Wie ein internationaler Baukonzern Tausende Maschinen zentral verwaltet, überwacht und steuert – über eine einzige Plattform, ohne bestehende Abläufe zu stören.

Tausende Maschinen. Hunderte Baustellen. Eine Plattform.

Denys ist an den Infrastrukturprojekten beteiligt, die Europas Zukunft prägen. Die Oosterweel-Verbindung in Antwerpen. Komplexe Wasseraufbereitungsanlagen. Pipelineprojekte in Europa, dem Nahen Osten und Afrika. Mit einem Jahresumsatz von 600 bis 700 Millionen Euro und rund 2.000 Mitarbeitenden ist die Gruppe in Umgebungen tätig, in denen Planung und Koordination jeden Tag entscheidend sind.

Um all diese Projekte am Laufen zu halten, verwaltet Denys intern Tausende Maschinen – verteilt über zahlreiche Baustellen, Länder und Teams. Einer der größten Maschinenparks Europas. Und jedes Gerät, das nicht zur richtigen Zeit am richtigen Ort verfügbar ist, verursacht Kosten – in Form von Zeitverlust, Verzögerungen und operativem Druck.

Die Kosten der Fragmentierung

In komplexen Projektorganisationen wächst das Equipment Management häufig organisch: lokale Kontakte, wechselnde Lieferanten, separate Rechnungen pro Baustelle und kein zentraler Überblick über Verfügbarkeit oder Nutzung. Das funktioniert – bis es nicht mehr funktioniert.

Fehler bei Bestellungen. Fehlende Prüfungen. Vergessene Abmeldungen. Unklare Verantwortlichkeiten. Die Kosten der Fragmentierung sind selten auf einen Blick sichtbar, summieren sich jedoch in Form von Fehlern, Risiken und operativem Aufwand.

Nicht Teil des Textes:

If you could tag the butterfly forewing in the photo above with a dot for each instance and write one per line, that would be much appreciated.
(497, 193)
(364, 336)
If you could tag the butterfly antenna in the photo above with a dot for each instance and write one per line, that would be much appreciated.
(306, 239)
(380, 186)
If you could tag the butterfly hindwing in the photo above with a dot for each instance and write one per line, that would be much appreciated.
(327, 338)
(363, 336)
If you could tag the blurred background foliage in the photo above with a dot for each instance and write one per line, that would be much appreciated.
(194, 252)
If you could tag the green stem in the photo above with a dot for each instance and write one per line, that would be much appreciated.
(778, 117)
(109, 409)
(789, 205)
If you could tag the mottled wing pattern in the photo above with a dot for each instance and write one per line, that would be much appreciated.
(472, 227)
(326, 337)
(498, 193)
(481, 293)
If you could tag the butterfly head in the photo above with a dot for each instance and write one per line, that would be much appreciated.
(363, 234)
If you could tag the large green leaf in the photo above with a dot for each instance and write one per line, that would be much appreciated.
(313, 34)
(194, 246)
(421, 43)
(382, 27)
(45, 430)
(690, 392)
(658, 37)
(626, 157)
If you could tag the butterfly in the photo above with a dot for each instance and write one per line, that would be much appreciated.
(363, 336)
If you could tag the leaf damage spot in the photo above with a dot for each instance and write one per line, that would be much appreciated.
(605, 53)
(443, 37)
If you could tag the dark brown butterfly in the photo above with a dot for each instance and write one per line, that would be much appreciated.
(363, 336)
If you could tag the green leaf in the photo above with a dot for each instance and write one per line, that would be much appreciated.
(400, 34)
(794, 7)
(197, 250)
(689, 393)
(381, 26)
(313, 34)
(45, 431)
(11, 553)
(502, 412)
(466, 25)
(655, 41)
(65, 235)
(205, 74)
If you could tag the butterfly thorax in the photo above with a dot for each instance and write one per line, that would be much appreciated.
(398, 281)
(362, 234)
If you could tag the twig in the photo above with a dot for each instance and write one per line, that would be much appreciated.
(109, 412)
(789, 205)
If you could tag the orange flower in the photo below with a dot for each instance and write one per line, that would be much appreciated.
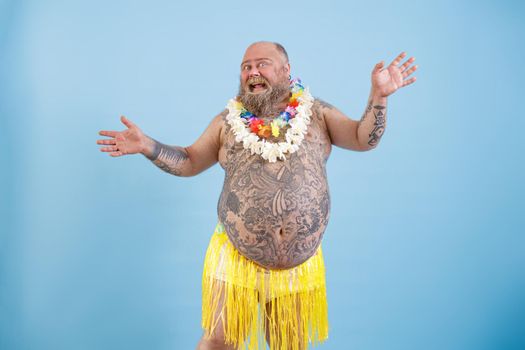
(265, 131)
(256, 125)
(294, 104)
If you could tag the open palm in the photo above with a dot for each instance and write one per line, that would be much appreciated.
(386, 81)
(129, 141)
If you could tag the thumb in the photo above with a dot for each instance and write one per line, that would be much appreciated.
(126, 121)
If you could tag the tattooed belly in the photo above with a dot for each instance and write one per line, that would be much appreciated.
(277, 225)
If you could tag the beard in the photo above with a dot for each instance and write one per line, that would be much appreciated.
(263, 104)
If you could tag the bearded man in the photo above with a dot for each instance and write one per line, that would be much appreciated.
(264, 276)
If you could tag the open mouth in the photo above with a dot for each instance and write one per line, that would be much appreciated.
(257, 85)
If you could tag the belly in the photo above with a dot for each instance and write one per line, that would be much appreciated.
(275, 214)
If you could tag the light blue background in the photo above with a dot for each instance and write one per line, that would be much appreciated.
(425, 248)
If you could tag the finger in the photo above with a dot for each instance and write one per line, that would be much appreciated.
(409, 81)
(410, 71)
(398, 59)
(126, 122)
(108, 133)
(107, 142)
(407, 63)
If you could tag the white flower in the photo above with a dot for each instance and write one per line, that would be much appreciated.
(268, 150)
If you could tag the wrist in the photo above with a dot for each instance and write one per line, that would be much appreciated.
(377, 96)
(148, 146)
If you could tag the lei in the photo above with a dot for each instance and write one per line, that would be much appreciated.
(253, 134)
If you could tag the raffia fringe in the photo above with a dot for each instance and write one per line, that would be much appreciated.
(246, 291)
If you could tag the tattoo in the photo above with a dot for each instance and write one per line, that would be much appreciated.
(368, 109)
(171, 159)
(379, 125)
(276, 213)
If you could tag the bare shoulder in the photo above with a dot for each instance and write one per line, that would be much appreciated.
(321, 109)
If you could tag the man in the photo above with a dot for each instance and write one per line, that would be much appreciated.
(263, 273)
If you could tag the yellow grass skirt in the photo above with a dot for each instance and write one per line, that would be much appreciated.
(243, 300)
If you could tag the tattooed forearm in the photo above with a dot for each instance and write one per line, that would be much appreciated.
(171, 159)
(379, 125)
(373, 122)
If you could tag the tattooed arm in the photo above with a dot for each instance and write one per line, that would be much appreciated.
(360, 135)
(180, 161)
(365, 134)
(187, 161)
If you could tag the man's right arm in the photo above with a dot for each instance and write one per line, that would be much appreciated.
(191, 160)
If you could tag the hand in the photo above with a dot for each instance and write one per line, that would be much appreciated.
(129, 141)
(386, 81)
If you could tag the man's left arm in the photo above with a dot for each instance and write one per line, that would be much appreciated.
(366, 133)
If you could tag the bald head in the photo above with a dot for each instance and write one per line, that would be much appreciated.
(272, 45)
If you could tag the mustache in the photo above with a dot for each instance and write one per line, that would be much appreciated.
(257, 80)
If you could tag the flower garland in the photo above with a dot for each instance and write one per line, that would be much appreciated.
(253, 133)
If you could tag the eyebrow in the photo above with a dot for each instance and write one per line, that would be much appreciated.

Eigene Flotte zuerst – strukturieren statt ersetzen

Denys setzt auf Bullswap mit einer klaren Priorität: die eigene Flotte zuerst. Anfragen, Zuweisungen, Nachverfolgung, Prüfungen und Kommunikation werden über Bullswap Manage zentralisiert. Nicht als Ersatz für bestehende Prozesse, sondern als Struktur für bislang fragmentierte Abläufe.

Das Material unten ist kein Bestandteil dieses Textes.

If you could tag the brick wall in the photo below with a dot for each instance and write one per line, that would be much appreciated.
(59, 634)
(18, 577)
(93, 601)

Bestehende Partner bleiben. Bestehende Beziehungen bleiben. Was sich verändert, ist die Art und Weise, wie alles zusammengeführt wird: über eine Plattform mit Echtzeit-Transparenz über die gesamte Flotte – über alle Baustellen und Länder hinweg. Wenn etwas vom geplanten Ablauf abweicht, übernimmt Bullswap die Nachverfolgung. Nicht der Kunde.

Bullswap Manage
Kontrolle der internen Flotte. Anfragen und Zuweisungen. Echtzeit-Verfügbarkeit. Prüfungsmanagement. Teamübergreifende Kommunikation. Datenbasierte Einblicke in Nutzung und Kosten.
Bullswap-Marktplatz
Zugang zum externen Mietmarkt im In- und Ausland. Ein Vertrag, ein Ansprechpartner. Flexible Skalierung bei Projektspitzen – ohne lokale Abhängigkeiten.

Weniger Fehler, mehr Sicherheit, höhere Kontinuität

Die operative Wirkung ist unmittelbar spürbar. Weniger Fehler bei Bestellungen und Abmeldungen. Zuverlässige Nachverfolgung von Prüfungen. Bessere Kommunikation zwischen Teams und Baustellen. Zeitersparnis bei Verwaltung und Rechnungsbearbeitung. Höhere Kontinuität über Projektteams und Ländergrenzen hinweg.

Was Fachleute in der Praxis erleben, geht weit über Effizienz hinaus. Es ist die Vorhersehbarkeit in der Ausführung. Die Gewissheit, dass jemand eingreift, wenn etwas schiefläuft. In Projekten wie der Oosterweel-Verbindung ist das kein zusätzlicher Vorteil – sondern die Grundlage eines erfolgreichen Projektbetriebs.

Eine Entwicklung, die die Branche prägt

Denys ist kein Einzelfall. Immer mehr große europäische Bau- und Infrastrukturunternehmen strukturieren ihr Equipment Management rund um integrierte Plattformen, weil die Alternativen operativ zu kostspielig geworden sind.

Die Entwicklung ist eindeutig: weg von fragmentierten Prozessen und lokalen Netzwerken, hin zu einem einheitlichen und verlässlichen System. Bullswap baut dieses System – für Unternehmen, die höchste Anforderungen an ihre Maschinen stellen, genau dann, wenn es darauf ankommt.